Emeritus professor of ceramic engineering William Carty to deliver McMahon Lecture

William Carty, emeritus professor of ceramic engineering in the Kazuo Inamori School of Engineering, New York State College of Ceramics at Alfred University, will deliver the John F. McMahon Memorial Lecture at 11:20 a.m. Thursday, Oct. 7, in Holmes Auditorium, Harder Hall, on the Alfred University campus.
ALFRED, NY – William Carty, emeritus professor of ceramic engineering in the Kazuo Inamori School of Engineering, New York State College of Ceramics at Alfred University, will deliver the John F. McMahon Memorial Lecture at 11:20 a.m. Thursday, Oct. 7, in Holmes Auditorium, Harder Hall, on the Alfred University campus.
Carty enjoyed a distinguished 27-year teaching career at Alfred University before retiring in 2020. His lecture is titled “It Starts with Ceramic Processing (‘Think like a particle’).”
“Ceramics are, in many respects, the last manufacturing systems that start with a raw material and, at the other end of the factory, exit as a finished product. Few ceramic materials or components can be purchased from a catalog, such as steel nuts and bolts, for example. If a ceramic component is required, the part must be specifically designed and fabricated,” Carty says in his lecture abstract.
“Ceramic manufacturers often first contribute to the design, and then must control the raw material processing, forming, sintering, and finishing operations to produce the finished component. For the ceramic engineer, there are typically three options when confronted with a defined need for material and performance properties: (1) identify a suitable material; (2) modify an existing material to meet the specified requirements; or (3) invent a new ceramic material.”
The John F. McMahon Memorial Lecture Award is presented annually to an outstanding ceramic engineer. The award was created by alumni in honor of the late John F. McMahon, an alumnus, a professor and finally, dean of what is now the Inamori School of Engineering.
Carty received the B.S. (1985) and M.S. (1987), both in ceramic engineering, from the University of Missouri-Rolla (now Missouri University of Science and Technology), and a Ph.D. in Materials Science and Engineering from the University of Washington (Seattle, 1992). He held a one-year post-doctoral position at Koninklijke/Shell-Laboratorium in Amsterdam, The Netherlands, before joining the faculty at Alfred University in 1993. He achieved the rank of professor in 2002 and was appointed the John F. McMahon Professor of Ceramic Engineering in 2010. He was appointed chair of Ceramic Engineering in 2008 and chair of Glass Engineering Science in 2010, and served in those roles until 2019. Carty retired from teaching last December, but continues to conduct research and advise graduate students.

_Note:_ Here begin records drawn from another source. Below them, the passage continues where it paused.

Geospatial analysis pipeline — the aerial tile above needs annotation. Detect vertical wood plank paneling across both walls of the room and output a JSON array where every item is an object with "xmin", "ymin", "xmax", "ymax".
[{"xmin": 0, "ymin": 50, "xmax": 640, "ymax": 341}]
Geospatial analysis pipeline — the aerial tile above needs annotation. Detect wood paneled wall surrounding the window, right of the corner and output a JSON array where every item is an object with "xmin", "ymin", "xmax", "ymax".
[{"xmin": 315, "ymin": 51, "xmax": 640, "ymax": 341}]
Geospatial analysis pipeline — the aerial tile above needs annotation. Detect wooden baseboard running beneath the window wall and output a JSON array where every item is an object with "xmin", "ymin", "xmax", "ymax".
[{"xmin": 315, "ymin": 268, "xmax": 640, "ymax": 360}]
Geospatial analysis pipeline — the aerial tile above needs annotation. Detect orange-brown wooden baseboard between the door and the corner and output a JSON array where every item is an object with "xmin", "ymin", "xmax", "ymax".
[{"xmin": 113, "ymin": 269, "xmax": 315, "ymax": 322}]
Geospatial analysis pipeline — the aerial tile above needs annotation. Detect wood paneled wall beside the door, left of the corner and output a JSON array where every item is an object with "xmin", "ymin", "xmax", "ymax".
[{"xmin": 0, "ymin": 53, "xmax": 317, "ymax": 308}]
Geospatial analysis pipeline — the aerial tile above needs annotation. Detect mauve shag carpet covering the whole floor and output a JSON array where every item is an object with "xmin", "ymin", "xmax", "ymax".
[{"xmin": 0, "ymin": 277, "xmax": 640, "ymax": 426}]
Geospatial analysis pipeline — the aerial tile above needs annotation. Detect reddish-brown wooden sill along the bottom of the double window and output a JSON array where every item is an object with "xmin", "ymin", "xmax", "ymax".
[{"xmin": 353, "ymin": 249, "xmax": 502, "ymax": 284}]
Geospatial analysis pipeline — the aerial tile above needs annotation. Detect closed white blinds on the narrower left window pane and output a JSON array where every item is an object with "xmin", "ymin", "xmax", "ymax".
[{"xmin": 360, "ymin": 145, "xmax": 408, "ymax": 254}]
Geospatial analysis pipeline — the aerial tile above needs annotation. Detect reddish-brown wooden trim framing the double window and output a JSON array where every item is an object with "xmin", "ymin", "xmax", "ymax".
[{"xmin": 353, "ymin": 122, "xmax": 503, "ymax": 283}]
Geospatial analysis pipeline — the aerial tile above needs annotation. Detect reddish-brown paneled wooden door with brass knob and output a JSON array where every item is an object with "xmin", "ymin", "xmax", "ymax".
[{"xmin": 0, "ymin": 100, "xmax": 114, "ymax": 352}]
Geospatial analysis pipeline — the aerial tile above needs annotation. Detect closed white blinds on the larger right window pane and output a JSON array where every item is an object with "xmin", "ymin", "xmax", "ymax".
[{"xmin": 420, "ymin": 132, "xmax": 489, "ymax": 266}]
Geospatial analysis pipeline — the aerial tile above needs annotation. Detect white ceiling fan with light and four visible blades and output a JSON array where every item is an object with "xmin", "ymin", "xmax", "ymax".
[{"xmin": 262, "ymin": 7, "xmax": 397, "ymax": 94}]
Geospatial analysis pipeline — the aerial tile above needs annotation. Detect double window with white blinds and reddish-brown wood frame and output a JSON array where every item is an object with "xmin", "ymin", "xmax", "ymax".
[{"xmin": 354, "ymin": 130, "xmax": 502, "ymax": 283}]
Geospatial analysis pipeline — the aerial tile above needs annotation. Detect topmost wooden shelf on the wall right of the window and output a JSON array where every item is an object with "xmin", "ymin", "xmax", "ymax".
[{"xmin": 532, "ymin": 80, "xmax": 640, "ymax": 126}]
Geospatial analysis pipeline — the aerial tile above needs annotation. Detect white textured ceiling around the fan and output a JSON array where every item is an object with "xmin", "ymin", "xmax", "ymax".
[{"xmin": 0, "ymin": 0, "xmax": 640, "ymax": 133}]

He was recognized for the quality of his teaching, receiving 11 teaching awards, including the SUNY Chancellor’s Award for Excellence in Teaching (2006). He has advised 77 (plus six current) graduate student theses (nine Ph.D., plus three current, and 68 M.S., plus three current) and 172 undergraduate theses (plus three current), and was awarded the Alfred University Research Mentor Award in 2015. He was named a NYSTAR Distinguished Professor in 2002 and received the SUNY Research and Scholarship Award in 2005.
Since he joined the faculty in the New York State College of Ceramics, Carty has enjoyed a strong connection with the Ceramic Art program in the School of Art and Design, and particularly with John Gill, with whom he taught the graduate seminar course “Problem Solving for Artists.” Over the years he has been a frequent contributor to the National Council on Education for the Ceramic Arts (NCECA) and teaches “Ceramic Science for the Artist” at sessions of Alfred University’s Summer School and at several other locations.
Carty is an active member of the American Ceramic Society (ACerS) and was elevated to Fellow in 2000 and awarded the Karl Schwartzwalder-Professional Achievement in Ceramic Engineering Award in 2002. In 2015 he started the Manufacturing Division of ACerS and served as the first division chair, and currently serves as Counselor and as division representative to the Fellows Panel.
From 1995-2005, Carty was the director of the Whiteware Research Center from 1995 to 2005, an industry-university consortium comprised of dinnerware, electrical insulator, and sanitaryware manufacturers. His current research interests are ceramic processing and microstructural evolution (in both traditional and advanced ceramic materials); failure analysis of ceramic materials (fractography, stress analysis, etc.); the development of a unified approach to explain and control ceramic forming processes; tailoring microstructures and porosity for specific applications; the connection between strength and processing; glass batch reactions and melting; the development of high-performance glasses; and the refinement of sustainable ceramic manufacturing processes (i.e., energy efficient and environmentally-sound).
Carty has authored or co-authored over 160 publications; holds 13 patents (plus six patents pending) and is an active consultant to the ceramic industry.